Chefe do cartel mais procurado do México foi morto em operação, diz governo
O governo do México afirmou ter matado neste domingo, 22, o narcotraficante mais procurado do país, Nemesio Oseguera Cervantes, conhecido como "El Mencho". Ele liderava o Cartel Jalisco Nova Geração (CJNG) e era apontado como uma das figuras criminosas mais violentas do país.
Segundo autoridades mexicanas, Oseguera foi morto em Tapalapa, cidade de cerca de 20 mil habitantes no estado de Jalisco, no oeste do país, onde o cartel foi fundado e mantinha sua base. Um funcionário do governo, sob condição de anonimato, confirmou os detalhes da operação.

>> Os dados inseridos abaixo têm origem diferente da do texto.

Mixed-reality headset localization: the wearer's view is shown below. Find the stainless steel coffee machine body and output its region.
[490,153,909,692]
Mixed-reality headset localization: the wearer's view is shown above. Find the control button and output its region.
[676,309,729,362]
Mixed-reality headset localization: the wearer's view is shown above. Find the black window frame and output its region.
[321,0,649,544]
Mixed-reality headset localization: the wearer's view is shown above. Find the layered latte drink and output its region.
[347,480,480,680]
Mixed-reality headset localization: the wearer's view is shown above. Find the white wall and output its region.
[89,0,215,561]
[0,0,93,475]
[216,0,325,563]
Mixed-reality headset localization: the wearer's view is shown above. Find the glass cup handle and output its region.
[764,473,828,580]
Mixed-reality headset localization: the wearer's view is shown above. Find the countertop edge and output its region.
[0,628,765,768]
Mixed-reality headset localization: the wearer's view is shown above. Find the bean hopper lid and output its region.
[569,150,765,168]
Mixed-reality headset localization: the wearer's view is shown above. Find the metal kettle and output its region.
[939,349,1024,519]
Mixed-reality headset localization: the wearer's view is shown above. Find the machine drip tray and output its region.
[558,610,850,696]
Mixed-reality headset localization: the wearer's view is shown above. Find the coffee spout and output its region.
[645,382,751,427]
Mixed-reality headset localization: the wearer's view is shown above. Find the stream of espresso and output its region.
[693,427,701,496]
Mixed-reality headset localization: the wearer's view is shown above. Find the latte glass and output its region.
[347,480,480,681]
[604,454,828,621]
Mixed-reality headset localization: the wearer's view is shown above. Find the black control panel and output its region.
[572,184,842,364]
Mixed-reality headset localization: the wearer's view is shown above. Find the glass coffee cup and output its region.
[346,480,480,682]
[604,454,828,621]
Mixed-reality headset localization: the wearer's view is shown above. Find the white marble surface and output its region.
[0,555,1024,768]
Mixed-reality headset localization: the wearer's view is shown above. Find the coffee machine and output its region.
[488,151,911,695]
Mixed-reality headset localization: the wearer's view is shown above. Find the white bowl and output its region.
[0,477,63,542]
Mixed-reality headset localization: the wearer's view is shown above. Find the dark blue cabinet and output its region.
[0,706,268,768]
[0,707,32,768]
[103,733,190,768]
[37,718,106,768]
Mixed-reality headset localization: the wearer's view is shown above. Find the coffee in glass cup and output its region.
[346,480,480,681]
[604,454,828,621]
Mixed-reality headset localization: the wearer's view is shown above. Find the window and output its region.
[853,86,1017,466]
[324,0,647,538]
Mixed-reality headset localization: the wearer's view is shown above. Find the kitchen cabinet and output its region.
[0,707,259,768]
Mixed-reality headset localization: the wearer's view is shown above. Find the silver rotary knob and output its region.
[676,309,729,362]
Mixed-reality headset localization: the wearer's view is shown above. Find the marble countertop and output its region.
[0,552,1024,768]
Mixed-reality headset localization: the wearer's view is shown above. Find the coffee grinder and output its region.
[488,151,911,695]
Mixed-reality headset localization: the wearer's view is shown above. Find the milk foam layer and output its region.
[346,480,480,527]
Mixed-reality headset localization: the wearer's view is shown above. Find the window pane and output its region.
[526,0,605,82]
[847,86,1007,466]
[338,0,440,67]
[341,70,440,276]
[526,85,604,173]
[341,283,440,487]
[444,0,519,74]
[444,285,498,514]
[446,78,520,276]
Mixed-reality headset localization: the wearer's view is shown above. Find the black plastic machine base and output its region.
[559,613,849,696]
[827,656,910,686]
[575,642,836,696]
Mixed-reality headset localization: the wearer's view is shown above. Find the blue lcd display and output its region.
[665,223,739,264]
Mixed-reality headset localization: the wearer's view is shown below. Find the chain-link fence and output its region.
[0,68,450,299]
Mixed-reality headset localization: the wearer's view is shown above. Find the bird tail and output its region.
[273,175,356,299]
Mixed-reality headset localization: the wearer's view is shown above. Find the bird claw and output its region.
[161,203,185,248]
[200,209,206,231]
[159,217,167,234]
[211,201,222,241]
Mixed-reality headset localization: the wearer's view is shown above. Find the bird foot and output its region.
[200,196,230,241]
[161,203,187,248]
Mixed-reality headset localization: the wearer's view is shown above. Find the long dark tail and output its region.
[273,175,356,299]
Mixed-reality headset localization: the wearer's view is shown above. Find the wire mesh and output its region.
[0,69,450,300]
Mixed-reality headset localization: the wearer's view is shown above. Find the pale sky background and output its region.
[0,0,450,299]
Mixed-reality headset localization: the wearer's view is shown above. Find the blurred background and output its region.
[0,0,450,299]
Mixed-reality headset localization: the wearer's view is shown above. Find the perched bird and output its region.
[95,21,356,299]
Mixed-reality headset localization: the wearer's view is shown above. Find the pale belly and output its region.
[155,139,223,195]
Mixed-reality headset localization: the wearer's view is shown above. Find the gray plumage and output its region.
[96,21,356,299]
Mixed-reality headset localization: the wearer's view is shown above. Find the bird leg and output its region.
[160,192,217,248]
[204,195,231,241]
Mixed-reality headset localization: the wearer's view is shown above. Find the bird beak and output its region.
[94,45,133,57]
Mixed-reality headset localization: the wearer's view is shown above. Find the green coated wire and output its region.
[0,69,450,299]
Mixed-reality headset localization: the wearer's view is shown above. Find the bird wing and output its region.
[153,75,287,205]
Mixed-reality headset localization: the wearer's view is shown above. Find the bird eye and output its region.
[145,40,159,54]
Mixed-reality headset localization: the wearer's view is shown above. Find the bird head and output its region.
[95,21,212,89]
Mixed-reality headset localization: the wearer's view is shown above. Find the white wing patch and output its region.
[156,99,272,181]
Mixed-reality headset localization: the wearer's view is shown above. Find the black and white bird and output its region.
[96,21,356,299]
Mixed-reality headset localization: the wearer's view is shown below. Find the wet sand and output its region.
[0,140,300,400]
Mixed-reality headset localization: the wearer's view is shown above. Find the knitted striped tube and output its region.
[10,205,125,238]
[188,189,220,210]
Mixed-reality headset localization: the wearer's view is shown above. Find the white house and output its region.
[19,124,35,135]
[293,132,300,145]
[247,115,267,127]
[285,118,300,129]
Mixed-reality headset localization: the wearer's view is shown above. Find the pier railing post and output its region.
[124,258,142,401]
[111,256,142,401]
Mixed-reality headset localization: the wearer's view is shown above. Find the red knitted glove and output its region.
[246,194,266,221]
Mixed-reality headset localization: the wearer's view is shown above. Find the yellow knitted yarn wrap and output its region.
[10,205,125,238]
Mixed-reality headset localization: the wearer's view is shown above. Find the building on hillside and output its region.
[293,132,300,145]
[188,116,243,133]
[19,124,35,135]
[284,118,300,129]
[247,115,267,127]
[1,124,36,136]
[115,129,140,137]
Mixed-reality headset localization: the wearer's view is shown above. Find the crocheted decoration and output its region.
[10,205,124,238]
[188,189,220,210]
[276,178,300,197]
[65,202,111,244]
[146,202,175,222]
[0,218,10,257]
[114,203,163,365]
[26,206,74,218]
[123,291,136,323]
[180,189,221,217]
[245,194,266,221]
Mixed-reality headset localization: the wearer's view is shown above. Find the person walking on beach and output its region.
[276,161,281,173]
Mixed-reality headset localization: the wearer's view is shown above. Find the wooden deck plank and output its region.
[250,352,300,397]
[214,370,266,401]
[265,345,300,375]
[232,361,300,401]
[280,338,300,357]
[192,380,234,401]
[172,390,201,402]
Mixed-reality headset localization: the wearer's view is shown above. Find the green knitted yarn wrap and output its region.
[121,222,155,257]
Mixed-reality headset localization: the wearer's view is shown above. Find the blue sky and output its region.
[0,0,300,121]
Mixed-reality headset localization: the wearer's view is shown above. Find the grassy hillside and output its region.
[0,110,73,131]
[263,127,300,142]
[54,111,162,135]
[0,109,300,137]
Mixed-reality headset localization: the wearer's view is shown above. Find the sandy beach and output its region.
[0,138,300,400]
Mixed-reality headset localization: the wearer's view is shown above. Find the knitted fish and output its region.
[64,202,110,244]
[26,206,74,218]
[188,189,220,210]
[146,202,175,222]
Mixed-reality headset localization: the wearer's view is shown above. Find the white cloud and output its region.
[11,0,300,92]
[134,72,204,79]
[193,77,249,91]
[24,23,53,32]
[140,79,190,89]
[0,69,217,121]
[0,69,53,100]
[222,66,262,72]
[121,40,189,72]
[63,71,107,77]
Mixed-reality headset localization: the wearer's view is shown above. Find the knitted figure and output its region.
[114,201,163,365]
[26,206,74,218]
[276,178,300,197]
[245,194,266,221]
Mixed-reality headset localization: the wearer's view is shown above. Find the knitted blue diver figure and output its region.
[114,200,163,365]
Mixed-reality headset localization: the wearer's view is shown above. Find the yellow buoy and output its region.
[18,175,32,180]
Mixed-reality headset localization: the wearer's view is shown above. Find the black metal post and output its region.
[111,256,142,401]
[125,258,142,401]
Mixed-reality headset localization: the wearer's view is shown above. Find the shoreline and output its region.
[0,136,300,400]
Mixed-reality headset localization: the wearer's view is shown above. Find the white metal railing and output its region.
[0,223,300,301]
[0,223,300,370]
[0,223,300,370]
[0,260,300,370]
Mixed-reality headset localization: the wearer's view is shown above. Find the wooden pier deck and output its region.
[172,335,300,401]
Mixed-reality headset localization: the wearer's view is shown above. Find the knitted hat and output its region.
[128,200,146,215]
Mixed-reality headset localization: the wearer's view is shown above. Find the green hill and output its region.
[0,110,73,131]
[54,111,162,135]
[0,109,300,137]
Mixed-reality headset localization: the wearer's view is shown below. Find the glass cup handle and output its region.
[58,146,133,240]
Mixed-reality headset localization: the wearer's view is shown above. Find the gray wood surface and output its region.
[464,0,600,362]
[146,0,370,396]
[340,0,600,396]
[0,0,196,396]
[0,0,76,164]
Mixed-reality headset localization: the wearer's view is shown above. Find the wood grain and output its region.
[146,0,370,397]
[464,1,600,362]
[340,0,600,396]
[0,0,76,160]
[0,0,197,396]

Sob o comando de Oseguera, o CJNG se consolidou como uma das principais organizações de tráfico de drogas do México, expandindo rapidamente suas atividades na última década.
O grupo produzia e distribuía drogas sintéticas, além de cocaína e metanfetamina, e, mais recentemente, fentanil para os Estados Unidos. Também era acusado de extorquir empresas locais e promover ataques contra forças de segurança e comunidades.
Morte de ' El Mencho' provoca onda de violência no México
A morte do líder provocou uma onda de violência em pelo menos cinco estados mexicanos. Em Guadalajara, capital de Jalisco e uma das cidades-sede da Copa do Mundo deste ano, houve registro de veículos incendiados bloqueando vias — tática comumente associada a retaliações de cartéis.
O governo estadual suspendeu o transporte público em algumas áreas e orientou hotéis a manterem hóspedes em seus quartos.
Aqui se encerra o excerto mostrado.